Racoons are annoying at times but not usually dangerous. Leave them alone and they'll usually leave you alone. If you leave any food out though, they will help themselves, kinda like us.


----------



## Pizzacrust (Mar 25, 2009)

yeah its really only the raccoons in the city i have a problem with
they usually hiss at me and shit 
the outer city raccoons are nice
specially the ones who live in the forests on the side of I-5 up here in Seattle where i sometimes sleep and paint
ive had full on conversations with em where they make some weird sound and i make one back and it goes back and forth and they make some funny face and run off
frankly, its pretty fucking cute
i love raccoons
i just dont want them kicking my ass


----------



## dirtyfacedan (Mar 25, 2009)

I prefer Racoons to most other animals that get close to camp anyday. I saw one waiting for my first ferry to Vancouver today...he was eating cat food put out by the crew for a feral cat. Keeping them away? keep all food smells away from your kit. I need to do that anyways...bears, black and grizzly, are much worse to have snooping around.


----------



## maus (Apr 2, 2009)

i have an awesome raccoon story from here in santa cruz.

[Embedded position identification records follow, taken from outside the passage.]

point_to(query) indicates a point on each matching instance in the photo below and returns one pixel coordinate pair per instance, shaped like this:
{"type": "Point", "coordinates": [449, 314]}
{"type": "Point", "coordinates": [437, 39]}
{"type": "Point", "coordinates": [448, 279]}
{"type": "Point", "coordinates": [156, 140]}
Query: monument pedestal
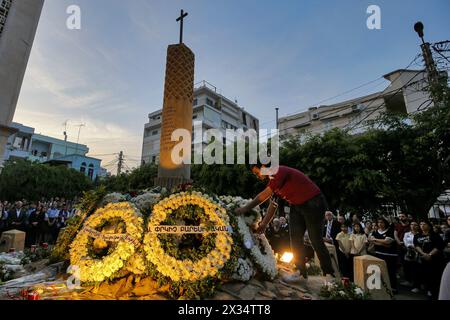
{"type": "Point", "coordinates": [12, 239]}
{"type": "Point", "coordinates": [171, 182]}
{"type": "Point", "coordinates": [176, 114]}
{"type": "Point", "coordinates": [372, 276]}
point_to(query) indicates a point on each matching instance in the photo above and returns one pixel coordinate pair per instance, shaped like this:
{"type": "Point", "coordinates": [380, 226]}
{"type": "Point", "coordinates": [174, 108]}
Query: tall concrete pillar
{"type": "Point", "coordinates": [16, 41]}
{"type": "Point", "coordinates": [177, 113]}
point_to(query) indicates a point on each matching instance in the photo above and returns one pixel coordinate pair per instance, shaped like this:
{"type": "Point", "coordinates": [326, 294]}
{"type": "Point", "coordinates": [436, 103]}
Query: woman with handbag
{"type": "Point", "coordinates": [430, 247]}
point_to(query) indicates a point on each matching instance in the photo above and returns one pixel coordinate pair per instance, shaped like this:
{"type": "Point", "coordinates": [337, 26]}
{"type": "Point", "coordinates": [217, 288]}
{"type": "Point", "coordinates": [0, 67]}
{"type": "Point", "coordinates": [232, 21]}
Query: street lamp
{"type": "Point", "coordinates": [418, 27]}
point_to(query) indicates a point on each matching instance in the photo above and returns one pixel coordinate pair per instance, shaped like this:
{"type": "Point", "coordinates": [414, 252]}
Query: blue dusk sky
{"type": "Point", "coordinates": [288, 54]}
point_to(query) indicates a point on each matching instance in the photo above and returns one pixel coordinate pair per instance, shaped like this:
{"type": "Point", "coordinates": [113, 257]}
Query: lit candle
{"type": "Point", "coordinates": [287, 257]}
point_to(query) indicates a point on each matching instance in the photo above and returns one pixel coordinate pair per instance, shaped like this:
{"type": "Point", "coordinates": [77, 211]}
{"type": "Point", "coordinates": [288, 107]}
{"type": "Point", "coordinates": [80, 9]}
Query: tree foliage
{"type": "Point", "coordinates": [138, 179]}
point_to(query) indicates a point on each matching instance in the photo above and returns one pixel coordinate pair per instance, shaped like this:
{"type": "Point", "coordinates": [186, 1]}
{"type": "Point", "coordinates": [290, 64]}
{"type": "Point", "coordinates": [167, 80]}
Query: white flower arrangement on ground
{"type": "Point", "coordinates": [99, 270]}
{"type": "Point", "coordinates": [244, 270]}
{"type": "Point", "coordinates": [114, 197]}
{"type": "Point", "coordinates": [260, 249]}
{"type": "Point", "coordinates": [146, 200]}
{"type": "Point", "coordinates": [188, 270]}
{"type": "Point", "coordinates": [343, 291]}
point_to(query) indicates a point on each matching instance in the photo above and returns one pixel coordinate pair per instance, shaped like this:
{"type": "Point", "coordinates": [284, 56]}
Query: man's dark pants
{"type": "Point", "coordinates": [309, 216]}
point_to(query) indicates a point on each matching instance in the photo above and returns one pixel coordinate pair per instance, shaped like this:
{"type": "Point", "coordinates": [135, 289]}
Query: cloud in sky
{"type": "Point", "coordinates": [289, 54]}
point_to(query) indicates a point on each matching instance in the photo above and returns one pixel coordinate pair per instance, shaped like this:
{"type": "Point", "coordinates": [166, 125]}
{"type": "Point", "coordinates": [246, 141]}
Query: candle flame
{"type": "Point", "coordinates": [287, 257]}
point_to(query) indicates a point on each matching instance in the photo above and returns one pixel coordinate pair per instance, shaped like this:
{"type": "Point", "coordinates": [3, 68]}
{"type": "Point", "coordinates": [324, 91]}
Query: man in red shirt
{"type": "Point", "coordinates": [308, 206]}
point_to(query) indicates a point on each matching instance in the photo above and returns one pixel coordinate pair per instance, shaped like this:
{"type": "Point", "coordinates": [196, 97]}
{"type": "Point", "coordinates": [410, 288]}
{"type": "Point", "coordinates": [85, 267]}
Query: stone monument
{"type": "Point", "coordinates": [177, 110]}
{"type": "Point", "coordinates": [372, 276]}
{"type": "Point", "coordinates": [18, 25]}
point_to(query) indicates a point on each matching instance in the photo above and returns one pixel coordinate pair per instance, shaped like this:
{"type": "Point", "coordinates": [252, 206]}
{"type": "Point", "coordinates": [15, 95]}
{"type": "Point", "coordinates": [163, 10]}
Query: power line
{"type": "Point", "coordinates": [385, 102]}
{"type": "Point", "coordinates": [331, 98]}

so theres a trailer park on the edge of a forest where folks camp sometimes. this kid goes to sleep right behind the trailer park one night. before going to sleep he hangs his backpack in a tree because there's food in it. he is woiken up in the middle of the night by a raccoon grabbing and shaking his feet. the raccoon indicates her/his interest in the backpack! kid will not give the raccoon foot. raccoon keeps hassling him and wont let him sleep. he has to go find another place to sleep eventually. raccoon shakedown!!

but yeah basically i would say putting things in closed and latched plastic containers is the best - raccoons can definitely pry off lids that aren't hard to open. certain critters, like the wood rats we have here will chew threw thinner plastic containers in no time.


----------



## L.C. (Apr 11, 2009)

beware of raccoons! during the late 80,s there was anoutbreak of rabies in the north east U.S. they are one of the most commenly infected creatures. one sign is seeing them during the day. they are strictly nocternal creatures. be extra careful if you have a dog. even if your dog is vaccinated you don't want to take that chance with your friend. unless you have some kind of special food containers, put yor food in the air not a tree! throw a rope over a tree branch using a weight[rock]. lift it up,but don't lift it all the way up to the branch. raccoons can reach it there. leave a gap between of at least 5ft. raccoons that are curius aren't usually a problem. don't bother them and they probably won't bother you. it's hard to say if to chase a raccoon away due to rabies. healthy raccoon usually wont attack if you scare it off,but unless it is foaming at the mouth or acting confused its impossable to tell.if bitten go imediatly to a hospital. if possible obtain the head. the only way to test the animal for rabies is to disect the brain. raccoons are fun to watch keep it at that.


----------



## RideMoreTrains (Apr 13, 2009)

i would heed LC advice if anyone has a lot of raccoons living near them.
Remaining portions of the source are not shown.